Роща заслушалась затяжелевшими от соков, пока еще темными ветками, и скоро-скоро ударит она своим лопотанием, то нежным, усыпляющим в знойный день, то торопливо-испуганным перед грозовой тучей.
Степь и поля закурились испареньицем, и уже торопилась, тянулась душа хоть и к тяжелой, но и желанной после зимы работе — посевной.
16
Зябки рассветы в начале мая в Сибири. Костя поднимал меня, и я, непроснувшийся, выходил из вагончика и, почти не приходя ото сна в сознание, механически брел в сером сумраке краем поля по лесной опушке к агрегату. От земли тянуло ознобливой сыростью. Меня трясло и ломало, и тогда только я начинал просыпаться, то есть видеть и слышать. А видел я под ногами нежную щетину трав, перед собой — бумажно-белые стволы берез, а выше, на фоне фиолетового восхода, чернели ветви. «Пи-у, пи-у», — подавали голоса ранние птахи, пугали внезапным раскатистым криком куропатки, где-то, вот прямо за крайними березами, фыркали и бормотали тетерева. Когда я приходил к агрегату. Костя, уже откинув картер, делал перетяжку, а я начинал подтягивать гайки и смазывать свой шарабан-сеялку, но все равно она потом будет скрипеть и пищать, готовая развалиться на первой борозде. Вал высева болтался, и семена то сыпались ручьями, то падали по одной зернинке. Отвальные диски рассыпались, и их не за что было закрепить, поэтому семена оставались наверху.

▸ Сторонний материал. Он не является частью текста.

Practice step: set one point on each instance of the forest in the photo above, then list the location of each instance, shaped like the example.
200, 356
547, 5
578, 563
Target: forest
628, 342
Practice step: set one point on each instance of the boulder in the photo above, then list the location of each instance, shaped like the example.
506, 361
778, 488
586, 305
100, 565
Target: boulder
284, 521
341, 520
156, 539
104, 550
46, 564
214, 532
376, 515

— Серега, в гроб, в душеньку, вредитель! — выходил из себя дядя Максим. — Заделывай мне семена, а то самого в землю зарою!
— Да как? Сеялка-то!..
— А хоть пальцем втыкай каждую зернинку, хоть задницей елозь!
— Ты бы лучше бороны дал, чем кричать, — заступался Костя.

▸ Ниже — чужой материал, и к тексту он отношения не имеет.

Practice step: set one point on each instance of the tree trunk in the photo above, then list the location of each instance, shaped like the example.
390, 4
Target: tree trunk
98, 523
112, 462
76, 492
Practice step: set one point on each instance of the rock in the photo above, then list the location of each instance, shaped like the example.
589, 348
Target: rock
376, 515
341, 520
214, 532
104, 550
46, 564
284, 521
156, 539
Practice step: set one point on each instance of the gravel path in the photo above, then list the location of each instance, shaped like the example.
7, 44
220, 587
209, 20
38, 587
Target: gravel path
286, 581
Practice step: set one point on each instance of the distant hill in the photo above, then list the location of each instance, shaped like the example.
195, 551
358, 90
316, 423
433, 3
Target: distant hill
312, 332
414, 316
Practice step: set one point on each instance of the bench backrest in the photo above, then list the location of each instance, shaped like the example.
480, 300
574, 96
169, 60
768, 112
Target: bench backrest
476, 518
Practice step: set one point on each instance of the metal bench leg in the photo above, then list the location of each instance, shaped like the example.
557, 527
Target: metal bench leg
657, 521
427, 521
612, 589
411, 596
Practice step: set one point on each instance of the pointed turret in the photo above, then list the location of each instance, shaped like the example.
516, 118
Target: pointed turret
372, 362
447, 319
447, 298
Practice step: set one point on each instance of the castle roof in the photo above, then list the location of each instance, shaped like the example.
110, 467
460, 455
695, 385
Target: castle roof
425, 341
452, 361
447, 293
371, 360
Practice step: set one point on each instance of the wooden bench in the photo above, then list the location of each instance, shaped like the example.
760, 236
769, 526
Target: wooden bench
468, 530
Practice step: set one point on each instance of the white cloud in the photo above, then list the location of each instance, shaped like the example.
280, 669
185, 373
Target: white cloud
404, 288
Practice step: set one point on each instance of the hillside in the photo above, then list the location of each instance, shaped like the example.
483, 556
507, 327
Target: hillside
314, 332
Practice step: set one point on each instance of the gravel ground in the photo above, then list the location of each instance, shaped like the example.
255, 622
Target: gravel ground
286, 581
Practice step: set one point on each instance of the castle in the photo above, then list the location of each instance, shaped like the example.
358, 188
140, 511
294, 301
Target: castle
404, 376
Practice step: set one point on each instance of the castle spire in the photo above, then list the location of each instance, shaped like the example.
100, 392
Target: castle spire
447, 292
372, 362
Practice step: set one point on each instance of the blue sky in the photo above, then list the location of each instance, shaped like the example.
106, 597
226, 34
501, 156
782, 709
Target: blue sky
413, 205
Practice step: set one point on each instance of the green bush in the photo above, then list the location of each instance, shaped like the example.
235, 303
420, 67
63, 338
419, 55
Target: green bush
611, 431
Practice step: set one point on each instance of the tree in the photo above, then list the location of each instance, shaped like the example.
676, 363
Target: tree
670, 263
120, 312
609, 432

— Нету борон. Рожу я их, что ли, раздери вас пополам! Вот поеду в район… — обещал он. И ездил и бороны не привозил.
Я не хотел быть вредителем, елозить за сеялкой тоже желания не было. Я придумал: пусть волокутся сзади березы. Костя хлопнул себя по лбу: как же я не додумался?!

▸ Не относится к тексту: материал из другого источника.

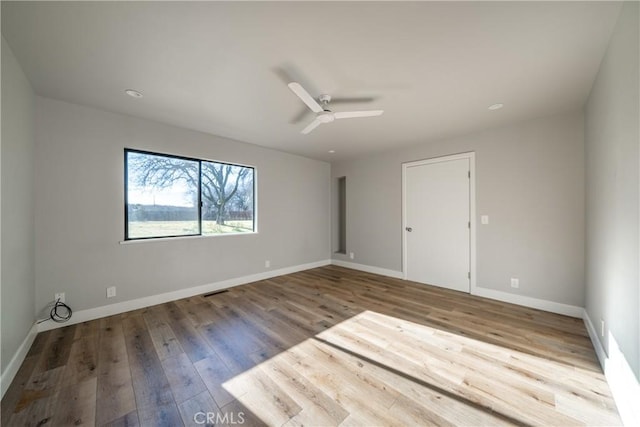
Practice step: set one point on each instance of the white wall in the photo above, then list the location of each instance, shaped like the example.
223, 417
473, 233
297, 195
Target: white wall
80, 210
17, 231
530, 181
612, 159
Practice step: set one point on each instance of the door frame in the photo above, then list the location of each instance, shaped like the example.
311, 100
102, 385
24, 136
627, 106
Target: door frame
472, 209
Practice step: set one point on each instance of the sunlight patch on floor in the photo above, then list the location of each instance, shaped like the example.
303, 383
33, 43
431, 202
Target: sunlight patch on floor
378, 369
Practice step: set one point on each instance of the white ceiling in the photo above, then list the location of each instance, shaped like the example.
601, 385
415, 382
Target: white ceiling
222, 67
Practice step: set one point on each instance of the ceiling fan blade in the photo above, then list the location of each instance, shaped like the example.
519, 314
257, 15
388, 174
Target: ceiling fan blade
305, 97
355, 114
311, 126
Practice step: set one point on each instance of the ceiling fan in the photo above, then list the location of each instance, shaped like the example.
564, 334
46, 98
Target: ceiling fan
323, 114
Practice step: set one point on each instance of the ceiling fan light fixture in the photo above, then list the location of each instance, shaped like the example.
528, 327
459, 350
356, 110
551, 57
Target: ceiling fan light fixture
324, 114
133, 93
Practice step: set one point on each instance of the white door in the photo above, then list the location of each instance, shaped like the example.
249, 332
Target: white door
437, 222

Нарубили поветвистей, ветки обрубили не вплотную. Привязали вершинками к сеялке… Ну, не то что бороны, и все равно — красота!
Дядя Максим приехал, прошелся по посеву, порылся в земле, спросил:
— Кто?..
Костя кивнул на меня.
— В изобретатели пойдешь? — Дядя Максим глядел, сощурившись, поверх меня. — Ну, ну, давайте пылите. — И было пошел к своей лошади, но обернулся, зашумел: — Лиде-то помогайте, бугаи чертовы! Бабье ли дело мешки ворочать!
— Да мы сами!..
— То-то…
Лида подвозила нам зерно. В ее обязанности входило и засыпать в сеялку. Костя не позволял ей дотрагиваться до мешков. Лида восприняла все это по-своему, заупрямилась.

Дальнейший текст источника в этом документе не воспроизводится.